Sashi Turkof, President of the Jewish Austrian University Students, said: “The statements by Herbert Kickl must be understood as a massive danger for us all. The comparison with the Nazi regime and the constant and open trivialization of the Shoah are a conscious tactic and pave the way for the normalization of anti-Semitism and the relativisation of history.”

Only the state can file criminal complaints under this law, which is why the associations have called on Vienna prosecutors to begin an investigation into the comments.

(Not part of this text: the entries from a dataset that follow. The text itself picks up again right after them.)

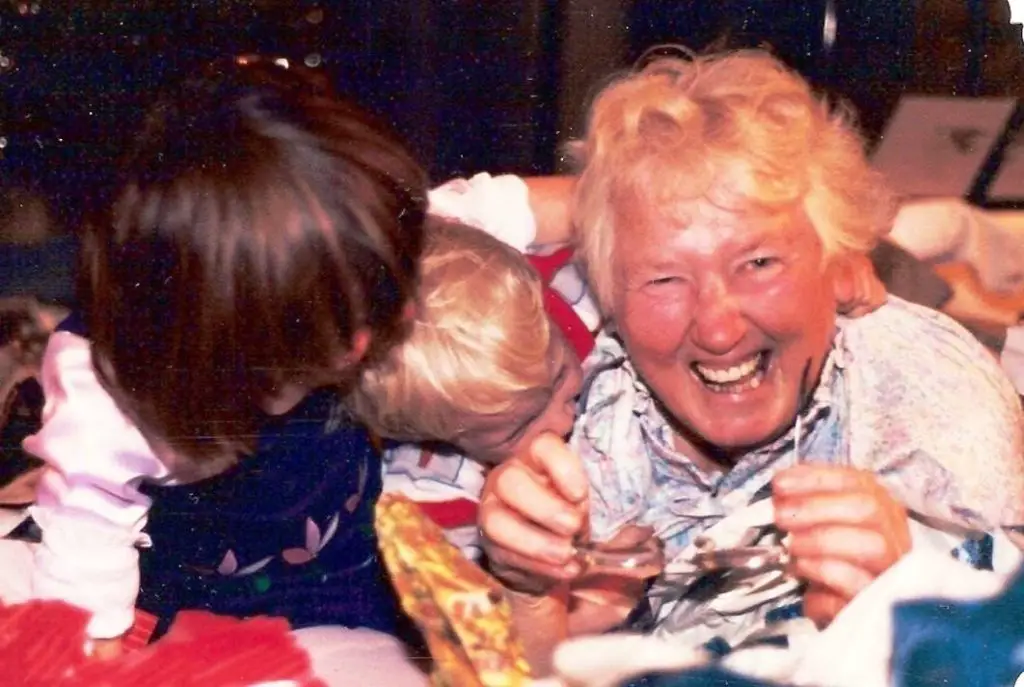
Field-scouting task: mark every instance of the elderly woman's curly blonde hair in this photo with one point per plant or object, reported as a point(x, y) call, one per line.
point(671, 132)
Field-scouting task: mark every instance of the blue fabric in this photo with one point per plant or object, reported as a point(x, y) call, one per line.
point(287, 531)
point(969, 644)
point(46, 270)
point(248, 542)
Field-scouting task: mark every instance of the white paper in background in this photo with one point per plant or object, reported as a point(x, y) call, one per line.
point(936, 145)
point(1009, 181)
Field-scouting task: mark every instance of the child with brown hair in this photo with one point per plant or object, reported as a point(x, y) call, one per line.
point(262, 243)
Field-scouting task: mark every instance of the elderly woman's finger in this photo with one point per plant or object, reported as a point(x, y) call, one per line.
point(548, 455)
point(821, 605)
point(867, 549)
point(808, 478)
point(843, 577)
point(515, 487)
point(507, 530)
point(818, 509)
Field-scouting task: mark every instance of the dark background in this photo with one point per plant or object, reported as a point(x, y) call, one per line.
point(473, 85)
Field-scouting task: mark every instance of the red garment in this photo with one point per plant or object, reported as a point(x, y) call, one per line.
point(576, 332)
point(42, 644)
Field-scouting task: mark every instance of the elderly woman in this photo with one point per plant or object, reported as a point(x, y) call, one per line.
point(718, 204)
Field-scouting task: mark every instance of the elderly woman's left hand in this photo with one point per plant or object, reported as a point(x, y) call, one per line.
point(845, 528)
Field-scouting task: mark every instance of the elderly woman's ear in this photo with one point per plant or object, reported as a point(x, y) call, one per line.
point(858, 289)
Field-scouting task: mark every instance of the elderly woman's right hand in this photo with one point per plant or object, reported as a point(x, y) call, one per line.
point(531, 508)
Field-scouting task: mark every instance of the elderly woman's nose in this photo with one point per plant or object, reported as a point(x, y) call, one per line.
point(718, 323)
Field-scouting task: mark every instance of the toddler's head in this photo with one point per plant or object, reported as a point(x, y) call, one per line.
point(262, 241)
point(483, 368)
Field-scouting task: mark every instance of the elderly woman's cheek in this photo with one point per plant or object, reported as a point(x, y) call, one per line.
point(654, 326)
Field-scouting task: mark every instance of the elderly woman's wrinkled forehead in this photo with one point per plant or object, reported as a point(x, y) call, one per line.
point(723, 195)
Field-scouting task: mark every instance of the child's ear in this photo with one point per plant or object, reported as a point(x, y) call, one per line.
point(360, 344)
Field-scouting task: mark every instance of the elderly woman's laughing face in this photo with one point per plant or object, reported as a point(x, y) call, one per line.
point(727, 313)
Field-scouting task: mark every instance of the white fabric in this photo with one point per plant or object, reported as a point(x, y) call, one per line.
point(950, 229)
point(15, 571)
point(345, 657)
point(499, 205)
point(1012, 356)
point(435, 477)
point(854, 650)
point(88, 504)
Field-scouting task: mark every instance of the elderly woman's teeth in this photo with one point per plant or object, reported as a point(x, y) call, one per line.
point(747, 374)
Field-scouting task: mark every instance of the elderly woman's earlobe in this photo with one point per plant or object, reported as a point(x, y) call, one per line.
point(857, 287)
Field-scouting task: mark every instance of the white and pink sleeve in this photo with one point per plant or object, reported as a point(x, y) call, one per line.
point(498, 205)
point(88, 506)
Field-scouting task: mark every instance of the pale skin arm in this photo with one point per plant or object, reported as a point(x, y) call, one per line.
point(551, 200)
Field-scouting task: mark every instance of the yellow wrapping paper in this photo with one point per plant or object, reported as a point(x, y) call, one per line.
point(462, 610)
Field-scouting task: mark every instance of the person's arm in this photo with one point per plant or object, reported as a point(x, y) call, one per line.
point(551, 202)
point(88, 506)
point(523, 212)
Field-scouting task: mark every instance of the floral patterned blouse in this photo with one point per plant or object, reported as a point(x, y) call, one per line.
point(905, 392)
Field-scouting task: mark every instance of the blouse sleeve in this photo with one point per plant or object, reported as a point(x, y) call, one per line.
point(498, 205)
point(88, 505)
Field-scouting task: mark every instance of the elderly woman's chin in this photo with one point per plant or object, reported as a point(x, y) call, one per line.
point(737, 409)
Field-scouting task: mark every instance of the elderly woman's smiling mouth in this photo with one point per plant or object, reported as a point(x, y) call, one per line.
point(737, 376)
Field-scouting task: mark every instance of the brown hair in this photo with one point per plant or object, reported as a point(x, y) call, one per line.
point(258, 225)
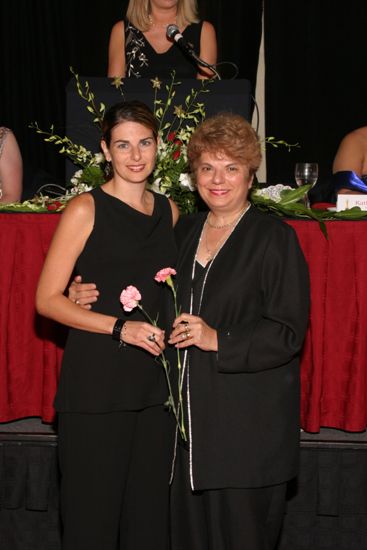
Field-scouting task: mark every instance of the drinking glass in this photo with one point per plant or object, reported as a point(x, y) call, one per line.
point(306, 173)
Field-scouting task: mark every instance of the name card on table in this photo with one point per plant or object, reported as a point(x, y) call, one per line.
point(344, 202)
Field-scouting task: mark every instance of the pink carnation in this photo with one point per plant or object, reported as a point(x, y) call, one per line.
point(163, 274)
point(130, 298)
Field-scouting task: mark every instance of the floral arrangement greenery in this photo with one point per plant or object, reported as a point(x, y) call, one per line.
point(171, 175)
point(286, 201)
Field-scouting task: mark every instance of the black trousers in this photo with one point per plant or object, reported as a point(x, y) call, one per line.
point(224, 519)
point(115, 479)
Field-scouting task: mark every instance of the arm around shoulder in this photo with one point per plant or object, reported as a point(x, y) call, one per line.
point(175, 212)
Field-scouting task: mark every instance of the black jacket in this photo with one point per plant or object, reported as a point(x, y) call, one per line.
point(244, 400)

READ ALSO: Vienna Nazi art show seeks to address Austria’s WWII legacy

Signs comparing Covid-19 measures to the Holocaust have been shared by protestors at several Covid rallies, including likening Austrian politicians and health officials to Josef Mengele, the Nazi doctor and SS officer who performed deadly and unethical medical experiments on prisoners of the concentration camps. Other protestors have worn yellow stars with the word ungeimpft (not vaccinated), in a nod to the Star of David many Jews were forced to wear during the Nazi era.

Chancellor Karl Nehammer has condemned the anti-Semitic elements of the protests, and warned of extremist groups who he said saw the protests as a “golden opportunity” to exploit tensions.

In a statement given while Interior Minister, Nehammer said these statements “insult the millions of victims of the Nazi dictatorship and their families”.